Bad to the Bone

Bad to the Bone

There is a fine membrane of separation between contextualizing and pandering, between engaging the culture and selling out to it. The membrane seems to be in constant movement and discerning its location is an endless struggle.

Especially for the preacher.

We don’t all agree where the line is. For some, use of projector technology in a sanctuary is pandering, while for others it is contextualizing.

For some, providing coffee and rolls in the sanctuary is pandering, for others it is contextualizing.

For some, basing a sermon on the latest round of e-mail jokes is pandering, for others it is contextualizing.

I certainly have my opinions on the above issues, but rather than just spout opinions, I’m looking for a general rule of thumb that might be of help in all situations.

My hypothesis is this: anything that breaks into the culture and makes the Gospel come alive in ways it otherwise would not is contextualizing. Anything that adapts the Gospel for the sake of approval or popularity is pandering.

Granted, it sounds like there is a lot of wiggle room in those definitions, and we can probably massage them so that they include everything we like and exclude everything we don’t. But at least the hypothesis forces us to ask the question and struggle with the answer.

It’s an especially important issue for me because I confess that I often push the envelope on contextualizing. During sermons this year I have played “Bad to the Bone” and “Blowin’ in the Wind” on guitar. I have made reference to Kobe Bryant, based a sermon on golf course mulligans, and my last sermon was “The Bob Uecker Parable.”

I do this because I am convinced that what passes for Christianity is often nostalgia for a barely remembered and probably illusory past. The Christian faith is often presented in the wrappings of sixteenth century Europe, or the Norman Rockwell 1950s. I’m not denying these were good eras with a lot to offer. But they are not our era, and a message wrapped in such packages simply has no chance of speaking to those who live in the present.

On the other hand, I am well aware of how foolish I would look if I were to adapt the mannerisms and lingo of the younger generation (my own children live in horror of such a possibility.) I wonder if the Christian church in America hasn’t shot itself in the foot by making our services more entertainment than worship, thus turning worship into a consumer product that overshadows or even obliterates what worship is about.

My best guide for determining if I am contextualizing or pandering is simply the fit.
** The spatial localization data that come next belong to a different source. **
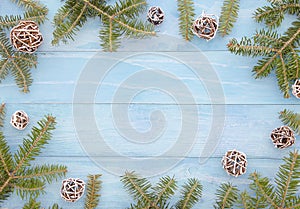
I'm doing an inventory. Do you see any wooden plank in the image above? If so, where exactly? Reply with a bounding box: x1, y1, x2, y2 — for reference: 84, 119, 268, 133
0, 52, 298, 104
2, 157, 282, 209
0, 0, 294, 52
4, 104, 299, 159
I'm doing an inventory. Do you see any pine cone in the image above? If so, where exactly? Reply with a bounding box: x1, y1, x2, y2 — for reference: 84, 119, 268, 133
271, 126, 295, 149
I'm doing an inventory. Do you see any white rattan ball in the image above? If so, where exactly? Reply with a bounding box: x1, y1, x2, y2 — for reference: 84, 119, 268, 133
60, 178, 85, 202
222, 150, 247, 177
10, 110, 29, 130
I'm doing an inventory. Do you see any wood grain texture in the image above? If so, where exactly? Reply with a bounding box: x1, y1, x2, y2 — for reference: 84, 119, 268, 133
0, 0, 300, 209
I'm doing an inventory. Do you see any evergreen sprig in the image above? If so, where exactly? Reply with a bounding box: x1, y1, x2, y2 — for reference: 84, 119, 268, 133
254, 0, 300, 28
0, 105, 67, 202
121, 172, 202, 209
279, 109, 300, 135
52, 0, 155, 51
177, 0, 195, 41
227, 18, 300, 98
0, 31, 37, 93
84, 174, 102, 209
214, 183, 238, 209
219, 0, 240, 36
215, 151, 300, 209
23, 198, 62, 209
0, 0, 48, 93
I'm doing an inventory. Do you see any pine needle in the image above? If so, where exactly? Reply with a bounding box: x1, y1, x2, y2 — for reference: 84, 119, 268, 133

Whatever I borrow from the culture has to fit the message so snugly that it’s obvious why I used it. The listener must be able to say, “I understand what you’re saying better because of the context.” If the fit is loose, it begins to look as though connection and acceptance, not the message, is the primary goal.

A joke with a peripheral connection to the point appears to be designed to entertain than to inform.

A message that appears shaped to fit a pop or sports reference is probably not the message we are called to deliver.

A creative effort that has the congregation marveling at our creativity rather than driving home the message is self-promotion.

A church or pastor whose goal is to appear “cool” or “with it” in the deliverance of the gospel is chasing after the wind.

If “Bad to the Bone” nailed the message of the Bible that day for my congregation, then I successfully contextualized. If it turned that message into a sideshow, I need to go back to the drawing board.

God bless you in your contextualizing.